La plume était en suspension au-dessus du parchemin clair. Dans la tête de Régulus, les mots se mélangeaient aux pensées et aux doutes, faisant dériver son esprit. Lorsqu'il s'était assis à son bureau après un long dîner en compagnie de ses parents, et avait déroulé un parchemin, il ne savait pas encore quels mots poser sur le papier, mais avait cru qu'il n'aurait aucun mal à rédiger cette lettre. Pourtant, cela faisait quinze minutes et la plume n'avait pas encore effleuré le papier.Reposant la plume sur son bureau, Régulus se prit la tête entre les mains. Il fallait qu'il mette au clair ses pensées et se concentre sur cette lettre. Cependant, c'était une chose de le dire, et c'en était une autre de le faire. Aucun mot ne semblait pouvoir réussir à dire ce qu'il voulait faire transmettre.

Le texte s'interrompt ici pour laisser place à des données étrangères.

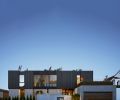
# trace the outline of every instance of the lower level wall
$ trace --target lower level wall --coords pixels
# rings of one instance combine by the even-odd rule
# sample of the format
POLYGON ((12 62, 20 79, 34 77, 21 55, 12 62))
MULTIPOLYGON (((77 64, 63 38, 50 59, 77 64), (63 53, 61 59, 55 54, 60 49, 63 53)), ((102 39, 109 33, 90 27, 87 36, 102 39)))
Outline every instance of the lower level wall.
MULTIPOLYGON (((25 89, 25 97, 29 97, 30 95, 37 95, 37 92, 42 91, 43 94, 62 94, 62 89, 25 89)), ((2 95, 2 94, 1 94, 2 95)), ((19 89, 9 89, 9 96, 10 97, 17 97, 20 96, 19 89)))
POLYGON ((9 89, 9 96, 10 97, 17 97, 20 94, 20 90, 19 89, 9 89))
POLYGON ((116 100, 116 86, 113 85, 83 85, 75 89, 80 94, 80 100, 84 100, 85 92, 89 93, 112 93, 112 100, 116 100))
POLYGON ((62 89, 49 89, 49 94, 62 94, 62 89))
POLYGON ((0 98, 3 98, 3 92, 0 92, 0 98))
POLYGON ((30 97, 33 95, 33 89, 25 89, 25 97, 30 97))

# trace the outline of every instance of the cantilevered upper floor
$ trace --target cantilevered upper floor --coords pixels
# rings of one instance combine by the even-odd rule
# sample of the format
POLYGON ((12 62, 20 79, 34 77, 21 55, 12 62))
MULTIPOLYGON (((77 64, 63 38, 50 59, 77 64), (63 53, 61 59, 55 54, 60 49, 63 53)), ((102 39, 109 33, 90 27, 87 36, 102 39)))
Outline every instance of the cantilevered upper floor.
POLYGON ((75 89, 82 81, 93 81, 93 71, 8 71, 9 89, 75 89))

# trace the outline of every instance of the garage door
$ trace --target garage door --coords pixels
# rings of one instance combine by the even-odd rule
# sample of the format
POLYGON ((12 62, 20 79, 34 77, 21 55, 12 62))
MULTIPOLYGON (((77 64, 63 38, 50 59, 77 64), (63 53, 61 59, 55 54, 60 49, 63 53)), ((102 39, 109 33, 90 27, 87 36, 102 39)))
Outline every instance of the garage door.
POLYGON ((112 100, 112 92, 85 92, 84 100, 112 100))

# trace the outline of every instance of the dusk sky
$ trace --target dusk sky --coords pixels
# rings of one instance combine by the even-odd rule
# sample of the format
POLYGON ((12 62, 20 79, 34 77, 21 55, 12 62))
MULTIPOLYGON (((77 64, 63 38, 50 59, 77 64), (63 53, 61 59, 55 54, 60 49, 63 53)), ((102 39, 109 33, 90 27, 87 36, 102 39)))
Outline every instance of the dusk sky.
POLYGON ((120 69, 120 0, 0 0, 0 88, 8 70, 120 69))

Un soupir de découragement traversa ses lèvres entrouvertes. Il reprit la plume et en trempa l'extrémité dans un pot d'encre. Il fallait bien commencer par quelque chose. Il approcha le biseau encré du parchemin, et lorsqu'elle le toucha, il commença à mouvoir sa main pour former des lettres.
Cher Sirius, écrivit-t-il. Mais sa main avait tremblé d'hésitation et l'écriture était incertaine. Il fut tenté de recommencer, cependant, au fond de lui, il savait que sa main tremblerait encore. S'il prenait un nouveau parchemin, il lui faudrait encore plusieurs minutes pour se décider à écrire les premiers mots.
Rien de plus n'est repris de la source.